Краб, престарелый Декан специалистов по карманам пьянчуг, надевает костюм-панцирь и крадется на свой ночной промысел… стальными клешнями выдергивает золотые зубы и коронки у всех бездомных лохов, спящих с открытым ртом… Если лох вскакивает и набрасывается на него, Краб пятится и щелкает клешнями, предлагая начать бой с неясным исходом на равнинах Куинса.

Юный Грабитель, отъебанный во время длительного тюремного заключения и выселенный с кладбища за неуплату, приходит, что-то тараторя, в педик-бар с просроченной закладной, чтобы заполучить местечко на задворках Палаточного Городка, где кастраты-коммивояжеры распевают гимн Ай-Би-Эм.
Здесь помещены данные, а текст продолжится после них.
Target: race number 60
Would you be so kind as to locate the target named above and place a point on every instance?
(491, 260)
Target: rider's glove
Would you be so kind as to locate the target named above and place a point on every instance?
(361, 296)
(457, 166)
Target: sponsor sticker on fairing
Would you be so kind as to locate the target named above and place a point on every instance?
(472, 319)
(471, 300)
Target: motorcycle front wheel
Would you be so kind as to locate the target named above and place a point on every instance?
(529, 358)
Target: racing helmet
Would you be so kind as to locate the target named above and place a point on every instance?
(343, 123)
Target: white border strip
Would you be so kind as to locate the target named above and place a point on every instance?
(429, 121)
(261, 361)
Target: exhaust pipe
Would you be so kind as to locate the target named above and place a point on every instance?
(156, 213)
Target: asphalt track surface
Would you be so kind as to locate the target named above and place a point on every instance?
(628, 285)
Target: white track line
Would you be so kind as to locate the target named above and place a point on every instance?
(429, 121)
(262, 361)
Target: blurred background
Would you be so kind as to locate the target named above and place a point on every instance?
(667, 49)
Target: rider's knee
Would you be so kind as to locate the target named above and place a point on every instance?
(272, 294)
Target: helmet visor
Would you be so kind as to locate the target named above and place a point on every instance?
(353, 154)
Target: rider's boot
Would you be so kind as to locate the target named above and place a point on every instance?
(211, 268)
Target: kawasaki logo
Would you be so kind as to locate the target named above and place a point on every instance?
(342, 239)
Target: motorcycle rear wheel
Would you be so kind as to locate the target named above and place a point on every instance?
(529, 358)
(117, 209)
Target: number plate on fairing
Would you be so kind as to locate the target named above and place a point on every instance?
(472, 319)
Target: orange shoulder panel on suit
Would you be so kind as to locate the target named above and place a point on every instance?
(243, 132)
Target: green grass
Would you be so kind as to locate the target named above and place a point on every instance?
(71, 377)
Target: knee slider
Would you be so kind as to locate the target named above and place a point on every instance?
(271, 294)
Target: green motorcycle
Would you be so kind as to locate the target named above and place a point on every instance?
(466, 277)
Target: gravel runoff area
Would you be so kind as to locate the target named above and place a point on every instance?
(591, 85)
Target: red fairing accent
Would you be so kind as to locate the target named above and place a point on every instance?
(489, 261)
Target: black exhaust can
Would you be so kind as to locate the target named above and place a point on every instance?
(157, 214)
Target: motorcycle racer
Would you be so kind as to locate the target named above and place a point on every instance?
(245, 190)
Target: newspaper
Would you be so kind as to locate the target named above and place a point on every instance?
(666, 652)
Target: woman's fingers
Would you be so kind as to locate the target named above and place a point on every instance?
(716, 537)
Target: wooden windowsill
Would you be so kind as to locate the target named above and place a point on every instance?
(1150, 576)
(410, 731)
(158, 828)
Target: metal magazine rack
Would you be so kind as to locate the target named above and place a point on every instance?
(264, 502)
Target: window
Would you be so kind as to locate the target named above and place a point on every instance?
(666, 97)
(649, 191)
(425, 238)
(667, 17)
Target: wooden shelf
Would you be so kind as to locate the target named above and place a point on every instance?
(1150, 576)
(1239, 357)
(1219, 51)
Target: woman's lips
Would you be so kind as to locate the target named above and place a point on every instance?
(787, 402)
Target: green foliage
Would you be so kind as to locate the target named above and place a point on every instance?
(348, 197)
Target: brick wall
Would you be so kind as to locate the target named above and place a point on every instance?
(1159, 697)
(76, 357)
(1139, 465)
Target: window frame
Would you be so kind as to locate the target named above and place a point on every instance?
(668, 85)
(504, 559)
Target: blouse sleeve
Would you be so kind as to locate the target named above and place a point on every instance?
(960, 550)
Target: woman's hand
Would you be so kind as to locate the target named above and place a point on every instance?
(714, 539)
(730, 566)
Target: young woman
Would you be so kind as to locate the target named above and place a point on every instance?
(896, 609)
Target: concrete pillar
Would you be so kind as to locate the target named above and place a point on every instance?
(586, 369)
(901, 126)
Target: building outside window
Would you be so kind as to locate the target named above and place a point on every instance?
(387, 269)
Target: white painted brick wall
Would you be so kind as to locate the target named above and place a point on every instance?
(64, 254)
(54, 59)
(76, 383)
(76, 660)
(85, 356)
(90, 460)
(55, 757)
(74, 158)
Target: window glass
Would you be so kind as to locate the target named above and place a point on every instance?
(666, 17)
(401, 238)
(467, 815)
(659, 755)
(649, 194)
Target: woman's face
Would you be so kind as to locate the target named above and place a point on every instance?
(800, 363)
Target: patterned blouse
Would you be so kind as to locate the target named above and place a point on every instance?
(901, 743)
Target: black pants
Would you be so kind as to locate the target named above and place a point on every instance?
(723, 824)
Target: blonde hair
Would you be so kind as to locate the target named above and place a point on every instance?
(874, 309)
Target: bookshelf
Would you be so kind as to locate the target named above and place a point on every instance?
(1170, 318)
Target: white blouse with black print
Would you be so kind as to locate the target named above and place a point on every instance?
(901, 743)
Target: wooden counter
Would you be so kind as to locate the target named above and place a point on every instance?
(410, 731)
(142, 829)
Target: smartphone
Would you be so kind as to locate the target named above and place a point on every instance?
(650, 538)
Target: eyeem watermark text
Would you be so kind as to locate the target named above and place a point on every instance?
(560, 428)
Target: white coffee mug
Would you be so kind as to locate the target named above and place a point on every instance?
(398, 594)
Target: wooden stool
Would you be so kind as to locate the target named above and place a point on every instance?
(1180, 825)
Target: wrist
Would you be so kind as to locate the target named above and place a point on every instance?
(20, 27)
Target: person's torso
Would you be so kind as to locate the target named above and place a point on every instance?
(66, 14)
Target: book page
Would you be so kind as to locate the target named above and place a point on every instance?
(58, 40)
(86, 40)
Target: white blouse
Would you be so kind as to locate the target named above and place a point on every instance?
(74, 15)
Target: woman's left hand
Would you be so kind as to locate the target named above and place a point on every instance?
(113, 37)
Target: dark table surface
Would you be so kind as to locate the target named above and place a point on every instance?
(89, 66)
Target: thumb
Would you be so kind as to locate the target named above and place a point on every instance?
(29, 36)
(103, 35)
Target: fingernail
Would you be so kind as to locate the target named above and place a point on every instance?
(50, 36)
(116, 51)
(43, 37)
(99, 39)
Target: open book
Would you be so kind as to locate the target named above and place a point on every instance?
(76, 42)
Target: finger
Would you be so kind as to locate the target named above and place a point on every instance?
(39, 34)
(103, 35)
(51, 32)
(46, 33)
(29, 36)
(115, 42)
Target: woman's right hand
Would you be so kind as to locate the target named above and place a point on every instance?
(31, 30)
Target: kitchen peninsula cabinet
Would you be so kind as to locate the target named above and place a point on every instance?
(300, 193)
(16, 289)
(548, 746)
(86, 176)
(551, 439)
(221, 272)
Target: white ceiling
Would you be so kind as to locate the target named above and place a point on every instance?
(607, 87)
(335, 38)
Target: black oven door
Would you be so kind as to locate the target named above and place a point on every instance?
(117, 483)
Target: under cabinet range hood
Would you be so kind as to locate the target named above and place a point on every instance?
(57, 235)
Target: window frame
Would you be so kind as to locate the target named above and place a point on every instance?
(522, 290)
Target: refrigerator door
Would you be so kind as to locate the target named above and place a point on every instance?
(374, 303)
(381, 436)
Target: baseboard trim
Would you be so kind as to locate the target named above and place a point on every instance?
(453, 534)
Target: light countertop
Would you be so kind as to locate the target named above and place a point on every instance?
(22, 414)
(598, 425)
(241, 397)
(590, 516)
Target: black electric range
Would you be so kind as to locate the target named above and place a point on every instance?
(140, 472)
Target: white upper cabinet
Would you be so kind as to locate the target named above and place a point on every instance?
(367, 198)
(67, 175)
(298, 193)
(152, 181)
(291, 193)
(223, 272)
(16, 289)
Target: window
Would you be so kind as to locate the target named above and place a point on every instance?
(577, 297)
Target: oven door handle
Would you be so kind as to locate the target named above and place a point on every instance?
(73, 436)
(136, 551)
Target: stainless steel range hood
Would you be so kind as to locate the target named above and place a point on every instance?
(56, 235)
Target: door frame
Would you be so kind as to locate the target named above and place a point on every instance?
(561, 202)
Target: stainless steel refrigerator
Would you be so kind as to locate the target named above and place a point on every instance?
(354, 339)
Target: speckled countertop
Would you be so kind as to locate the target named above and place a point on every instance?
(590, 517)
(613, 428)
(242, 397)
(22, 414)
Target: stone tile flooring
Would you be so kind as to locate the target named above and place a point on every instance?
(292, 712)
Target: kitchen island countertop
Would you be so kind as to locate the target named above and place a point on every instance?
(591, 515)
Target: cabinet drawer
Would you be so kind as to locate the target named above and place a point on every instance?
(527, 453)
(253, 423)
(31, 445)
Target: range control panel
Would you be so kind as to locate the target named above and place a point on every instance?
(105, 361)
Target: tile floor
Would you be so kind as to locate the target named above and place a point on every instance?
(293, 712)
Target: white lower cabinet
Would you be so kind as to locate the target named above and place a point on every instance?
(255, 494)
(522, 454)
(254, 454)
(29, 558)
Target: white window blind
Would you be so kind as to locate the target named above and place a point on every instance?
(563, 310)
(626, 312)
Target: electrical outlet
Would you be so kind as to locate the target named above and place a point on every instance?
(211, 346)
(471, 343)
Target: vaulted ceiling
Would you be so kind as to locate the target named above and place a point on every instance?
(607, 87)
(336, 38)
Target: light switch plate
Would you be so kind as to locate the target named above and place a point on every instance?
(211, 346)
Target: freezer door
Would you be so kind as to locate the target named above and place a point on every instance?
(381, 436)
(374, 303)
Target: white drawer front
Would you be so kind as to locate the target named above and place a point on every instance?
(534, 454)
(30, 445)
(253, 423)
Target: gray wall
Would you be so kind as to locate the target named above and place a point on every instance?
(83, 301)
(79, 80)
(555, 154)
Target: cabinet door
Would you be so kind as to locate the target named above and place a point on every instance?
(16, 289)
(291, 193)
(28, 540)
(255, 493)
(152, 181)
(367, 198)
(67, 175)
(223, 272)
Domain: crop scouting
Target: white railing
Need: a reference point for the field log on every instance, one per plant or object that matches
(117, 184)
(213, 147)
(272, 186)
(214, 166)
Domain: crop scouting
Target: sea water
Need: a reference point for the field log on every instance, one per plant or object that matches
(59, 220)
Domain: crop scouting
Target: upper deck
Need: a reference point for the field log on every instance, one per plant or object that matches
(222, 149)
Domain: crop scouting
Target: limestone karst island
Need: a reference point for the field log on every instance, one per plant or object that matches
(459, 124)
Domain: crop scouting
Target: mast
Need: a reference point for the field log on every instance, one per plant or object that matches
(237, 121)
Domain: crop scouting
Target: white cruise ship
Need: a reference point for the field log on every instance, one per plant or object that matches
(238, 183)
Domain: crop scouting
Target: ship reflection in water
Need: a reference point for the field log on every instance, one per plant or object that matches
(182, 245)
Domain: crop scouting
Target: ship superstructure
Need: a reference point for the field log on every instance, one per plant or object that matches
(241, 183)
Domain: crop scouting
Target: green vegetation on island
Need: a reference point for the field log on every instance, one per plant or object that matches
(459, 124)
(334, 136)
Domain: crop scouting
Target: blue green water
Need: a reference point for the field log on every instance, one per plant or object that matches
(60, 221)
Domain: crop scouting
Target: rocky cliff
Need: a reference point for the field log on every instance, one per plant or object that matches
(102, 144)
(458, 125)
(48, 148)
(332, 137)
В его лесочке резвились мандавошки… всю ночь боролся с ангельским сухостоем, но утратил решимость, признал гомопоражение и отправился назад, в ржавую известняковую пещеру.

Зловещая Тяга эякулирует на соляные болота, где не растет ничего, даже мандрагора…

Теория вероятностей… Несколько юнцов… Единственный способ выжить…

– Привет, Денежки!

– Ты уверен, что здесь они есть?

– Конечно, уверен… Работаем вместе.

Ночной поезд в Чикаго… В коридоре встречаю девицу, вижу, что она торчит, и спрашиваю, где бы раздобыть еще.

– Входи, сынок.

Телка не так уж и молода, но скроена ладно…

– Может, сначала раскумаримся?

– Ну уж нет, тогда ты будешь не в той кондиции.

Три палки подряд… Просыпаюсь на ломках, дрожа на теплом весеннем ветру из окна, вода обжигает глаза, точно кислота…

Она вылезает из постели нагишом… Включает лампу «Кобра»… Готовит дозняк…

– Повернись… Вмажу тебя в задницу.

Она глубоко вонзает иглу, вынимает ее и массирует ягодицу…

Она слизывает с пальца каплю крови.

Он поворачивается на бок, в серой, липкой джанковой грязи тает сухостой.

В долине кокаина и невинности юноши с грустными глазами поют йодлем, призывая заблудившегося «Малыша Дэнни»…

Мы нюхали всю ночь и четыре раза предавались сексу… пальцами вниз по черному телу… исцарапал негритянку до глубины ее белой души. С героином и море дом родной, а мошенник с «Векселем» всюду как дома…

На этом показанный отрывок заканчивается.